Now I’m all for quality research and and even though Lott’s been publicly accused by other scholars of inventing data, I’ve decided to take him seriously and, over the next several weeks, will examine some of his work from a serious and non-polemical point of view. The first piece is an article he co-authored in 2000 which claims to find a positive correlation between issuance of concealed-carry permits and a decline in multiple shootings. This has become a big part of the NRA public-relations arsenal since Sandy Hook, and Lott has been featured on all kinds of media shows promoting the dual notions of getting rid of gun-free zones (like schools) and widening concealed-carry rules so that virtually anyone can carry a gun anywhere they want.
Lott’s article on multiple shootings covers 1977 to 1997, during which time he claims to have information on 566 shooting incidents resulting in 1,421 injuries and 931 deaths. Lott defines multiple shootings as shootings in which two or more people were killed or injured, and he restricts his analysis to “public places” although he never defines what the word ‘public’ actually means. Of the total homicides that occurred during this period, 82% took place in the 20 states (and DC) which did not issue concealed-carry permits prior to 1997, with only 18% of multiple gun homicide deaths occurring in the 31 states that did. To bolster his argument about the value of CCW to mitigate multiple gun shootings, Lott then attaches a plethora of statistical data correlating multiple shooting with just about every other socio-economic factor that could be related to crime (unemployment, crime rates, incarcerations, etc.) and finds that no other factor explains the discrepancy in multiple shootings as well as citizens walking around with guns.
The data is breathtaking, the statistical analysis is dazzling, but Lott’s comparison of multiple shootings between CCW and non-CCW states is misleading and simply wrong. Why? Because of the 31 states that comprise his CCW sample between 1977 and 1997, 14 states (AZ, CT, ID, NH, ND, ME, MT, NV, OR, SD, UT, VT, WA, WY,) had minimal gun homicide rates before, during and after the period he studied, which makes any comparison between those states and the non-CCW states hazardous at best. The national gun homicide rate in 1977 was 6.6 per 100,000, the rate in New Hampshire, for example. was 2.3 and the rate in North Dakota was .68. How do you compare numbers from those states to such high-homicide and non-CCW states like California, Maryland and New York? You don’t.

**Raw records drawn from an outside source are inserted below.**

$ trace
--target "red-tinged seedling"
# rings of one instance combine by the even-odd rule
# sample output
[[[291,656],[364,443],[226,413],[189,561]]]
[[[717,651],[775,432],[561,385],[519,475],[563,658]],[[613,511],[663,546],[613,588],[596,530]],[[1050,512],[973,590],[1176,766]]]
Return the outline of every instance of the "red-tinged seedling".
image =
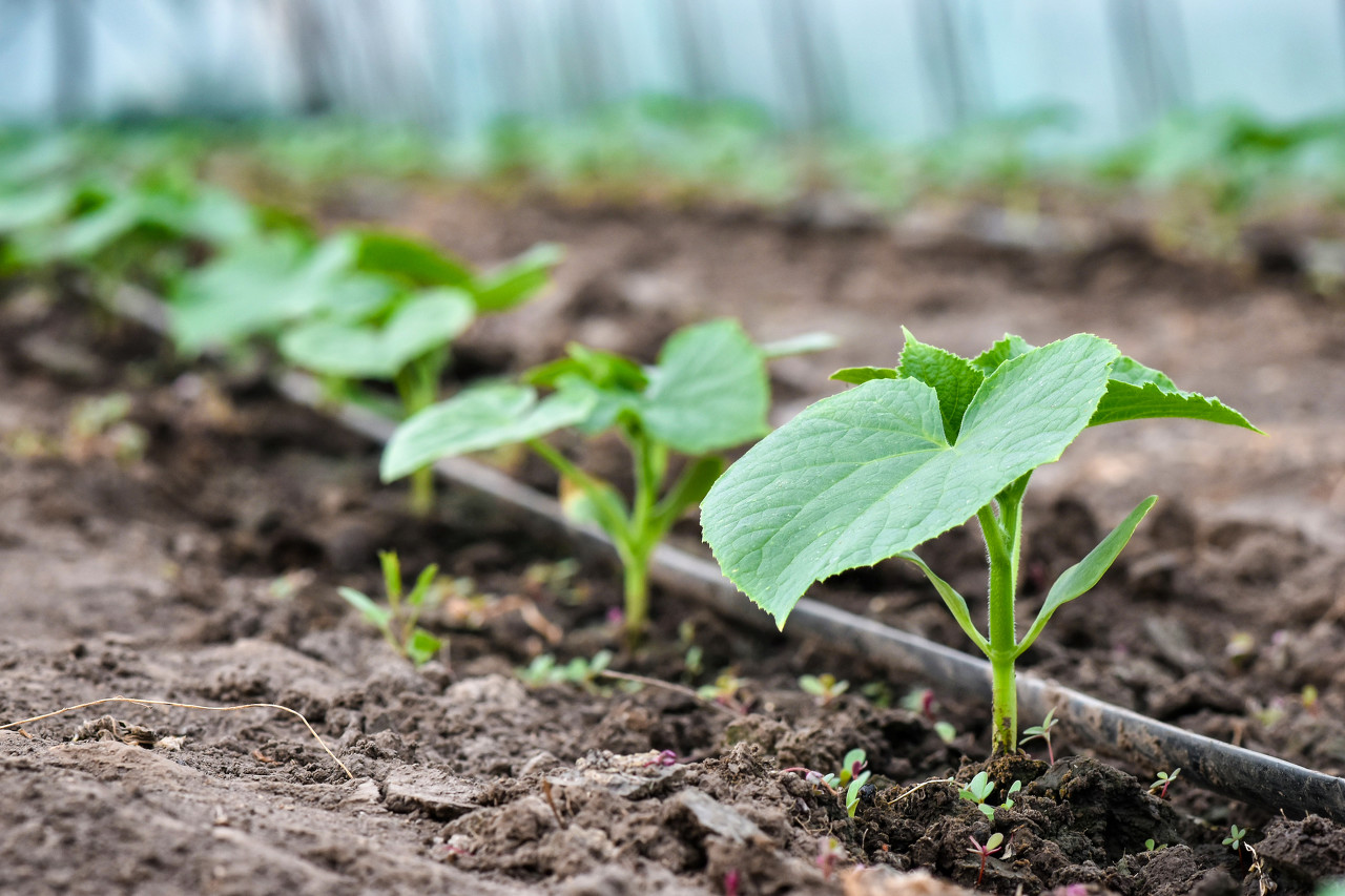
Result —
[[[995,831],[986,838],[985,845],[975,837],[967,837],[967,839],[971,841],[971,848],[967,852],[981,857],[981,870],[976,873],[976,887],[981,887],[981,881],[986,877],[986,862],[990,861],[991,856],[1003,849],[1005,835]]]
[[[1056,710],[1052,708],[1050,712],[1046,713],[1046,717],[1041,720],[1040,725],[1033,725],[1032,728],[1028,728],[1026,731],[1022,732],[1024,739],[1018,741],[1018,745],[1022,747],[1029,740],[1037,740],[1037,739],[1046,741],[1046,760],[1052,766],[1054,766],[1056,751],[1050,745],[1050,729],[1054,728],[1056,722],[1059,721],[1060,720],[1056,718]]]
[[[1056,611],[1098,584],[1157,500],[1142,500],[1067,569],[1020,638],[1014,604],[1033,471],[1102,424],[1186,417],[1256,428],[1098,336],[1040,348],[1005,336],[975,358],[905,338],[897,367],[838,371],[834,378],[855,387],[804,409],[714,483],[702,502],[705,541],[725,576],[779,626],[814,581],[889,557],[915,564],[990,661],[991,744],[1011,753],[1015,661]],[[987,634],[915,553],[971,518],[987,552]]]
[[[421,613],[437,600],[433,585],[438,566],[430,564],[421,570],[410,593],[402,593],[402,568],[397,554],[381,550],[378,560],[383,569],[383,591],[387,604],[379,604],[354,588],[338,588],[346,603],[359,611],[383,635],[383,640],[398,654],[417,666],[424,666],[444,648],[444,640],[421,628]]]

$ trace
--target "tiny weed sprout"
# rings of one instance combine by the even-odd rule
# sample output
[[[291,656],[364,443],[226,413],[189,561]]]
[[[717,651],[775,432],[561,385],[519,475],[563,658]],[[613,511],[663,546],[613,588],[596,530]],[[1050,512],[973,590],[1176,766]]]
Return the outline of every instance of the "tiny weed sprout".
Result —
[[[838,371],[834,378],[855,387],[804,409],[714,483],[702,502],[705,541],[729,580],[781,627],[814,581],[889,557],[915,564],[990,659],[991,744],[1010,753],[1018,748],[1014,662],[1057,609],[1098,584],[1157,500],[1139,502],[1067,569],[1020,638],[1014,600],[1033,471],[1102,424],[1186,417],[1256,428],[1098,336],[1040,348],[1005,336],[970,359],[905,338],[897,367]],[[985,635],[966,599],[915,553],[971,518],[990,572]]]
[[[976,809],[979,809],[986,815],[986,818],[994,821],[995,807],[986,803],[986,800],[990,798],[990,794],[993,792],[995,792],[995,783],[990,780],[990,775],[981,771],[976,772],[976,775],[970,782],[967,782],[966,787],[962,787],[958,791],[958,796],[975,803]]]
[[[1170,772],[1158,772],[1157,780],[1149,786],[1149,792],[1158,791],[1158,799],[1167,799],[1167,788],[1171,783],[1177,780],[1177,775],[1181,774],[1181,768],[1174,768]]]
[[[725,670],[716,677],[714,683],[697,687],[695,696],[707,702],[728,706],[734,712],[746,712],[738,700],[738,692],[746,683],[746,679],[734,675],[733,670]]]
[[[612,663],[612,651],[600,650],[590,659],[576,657],[568,663],[557,663],[551,654],[534,657],[526,669],[515,670],[519,681],[529,687],[546,685],[576,685],[589,693],[604,693],[597,679]],[[609,692],[608,692],[609,693]]]
[[[799,689],[818,698],[819,706],[827,706],[833,700],[850,690],[850,682],[837,681],[831,673],[820,675],[799,675]]]
[[[648,623],[654,549],[698,505],[724,470],[720,452],[767,432],[765,362],[812,343],[757,346],[732,320],[672,334],[652,367],[578,344],[525,375],[525,385],[467,389],[404,422],[383,453],[383,482],[440,457],[511,444],[531,447],[561,475],[566,513],[611,537],[624,569],[627,636]],[[553,390],[539,398],[537,389]],[[629,502],[611,483],[572,463],[543,436],[576,426],[586,436],[616,431],[631,452]],[[672,455],[686,459],[668,484]]]
[[[846,857],[845,848],[841,841],[835,837],[827,837],[822,841],[822,846],[818,850],[818,868],[822,869],[822,877],[824,880],[831,880],[833,872],[835,872],[837,862],[843,861]]]
[[[1024,737],[1022,737],[1022,740],[1018,741],[1018,745],[1022,747],[1029,740],[1037,740],[1037,739],[1041,739],[1041,740],[1046,741],[1046,760],[1052,766],[1054,766],[1056,764],[1056,751],[1050,747],[1050,729],[1054,728],[1056,722],[1059,722],[1059,721],[1060,720],[1056,718],[1056,710],[1054,710],[1054,708],[1052,708],[1046,713],[1046,717],[1041,720],[1040,725],[1033,725],[1032,728],[1028,728],[1028,729],[1025,729],[1022,732]]]
[[[972,856],[981,856],[981,870],[976,873],[976,887],[981,887],[981,881],[986,877],[986,862],[991,856],[1003,849],[1005,835],[995,831],[986,838],[986,844],[983,846],[975,837],[967,837],[967,839],[971,841],[971,848],[967,849],[967,852]]]
[[[417,666],[424,666],[444,647],[443,640],[416,624],[420,622],[421,611],[426,607],[426,599],[430,597],[430,587],[434,584],[434,577],[438,576],[438,566],[430,564],[422,569],[410,593],[404,596],[402,568],[397,554],[391,550],[381,550],[378,560],[383,568],[386,607],[354,588],[338,588],[338,592],[346,599],[346,603],[358,609],[360,616],[383,634],[383,639],[393,650]]]

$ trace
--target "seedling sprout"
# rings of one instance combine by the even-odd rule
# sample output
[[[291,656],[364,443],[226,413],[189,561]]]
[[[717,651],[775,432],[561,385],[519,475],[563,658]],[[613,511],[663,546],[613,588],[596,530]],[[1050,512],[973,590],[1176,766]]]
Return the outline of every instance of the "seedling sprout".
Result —
[[[1056,710],[1054,710],[1054,708],[1052,708],[1050,710],[1046,712],[1046,717],[1041,720],[1040,725],[1033,725],[1032,728],[1028,728],[1026,731],[1022,732],[1024,733],[1024,739],[1018,741],[1018,745],[1022,747],[1029,740],[1037,740],[1037,739],[1041,739],[1041,740],[1046,741],[1046,760],[1052,766],[1054,766],[1056,764],[1056,751],[1052,749],[1052,747],[1050,747],[1050,729],[1054,728],[1056,722],[1059,722],[1059,721],[1060,720],[1056,718]]]
[[[346,603],[358,609],[360,616],[383,634],[383,640],[393,650],[417,666],[424,666],[444,647],[440,638],[416,624],[421,611],[426,607],[426,599],[430,597],[430,587],[438,576],[438,566],[430,564],[422,569],[410,593],[404,597],[402,568],[397,554],[391,550],[382,550],[378,553],[378,560],[383,569],[383,589],[387,593],[386,607],[354,588],[342,587],[336,591],[346,599]]]
[[[967,839],[971,841],[971,849],[968,849],[967,852],[974,856],[981,856],[981,870],[976,873],[976,887],[981,887],[981,881],[985,880],[986,876],[986,862],[990,860],[991,856],[1003,849],[1005,835],[1001,834],[999,831],[995,831],[990,834],[983,846],[981,845],[981,841],[976,839],[975,837],[967,837]]]
[[[1167,799],[1167,788],[1171,783],[1177,780],[1177,775],[1181,774],[1181,768],[1174,768],[1170,772],[1158,772],[1157,780],[1149,786],[1149,792],[1158,791],[1158,799]]]
[[[732,320],[672,334],[651,367],[572,344],[566,358],[529,371],[522,385],[472,387],[410,417],[387,443],[382,478],[399,479],[440,457],[529,445],[560,474],[566,513],[612,539],[624,572],[625,631],[635,643],[648,623],[654,549],[718,478],[721,452],[767,432],[765,362],[798,346],[757,346]],[[815,339],[802,344],[819,347]],[[539,398],[538,387],[553,393]],[[629,500],[545,441],[569,426],[620,436],[633,465]],[[674,455],[686,463],[668,483]]]
[[[804,409],[720,478],[702,502],[705,539],[725,574],[781,627],[814,581],[889,557],[915,564],[990,659],[991,744],[1010,753],[1015,661],[1060,607],[1098,584],[1157,500],[1139,502],[1067,569],[1020,638],[1014,603],[1033,471],[1108,422],[1188,417],[1256,429],[1098,336],[1040,348],[1005,336],[970,359],[905,336],[897,367],[838,371],[857,386]],[[972,517],[990,572],[985,635],[966,599],[913,552]]]
[[[831,673],[820,675],[799,675],[799,689],[818,698],[819,706],[827,706],[833,700],[850,690],[850,682],[837,681]]]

But if you’re John Lott you do, and the reason you do is because it’s not scholarly research that you’re trying to advance. It’s a political agenda that promotes the ‘armed citizen’ as a replacement for government authority because government, particularly a government headed by an anti-gun President, just doesn’t work. I’m going to keep track of the Crime Prevention Research Center’s efforts to refute “misleading public health studies” and if they publish anything that’s as shabby as this article, I’ll be sure to let you know.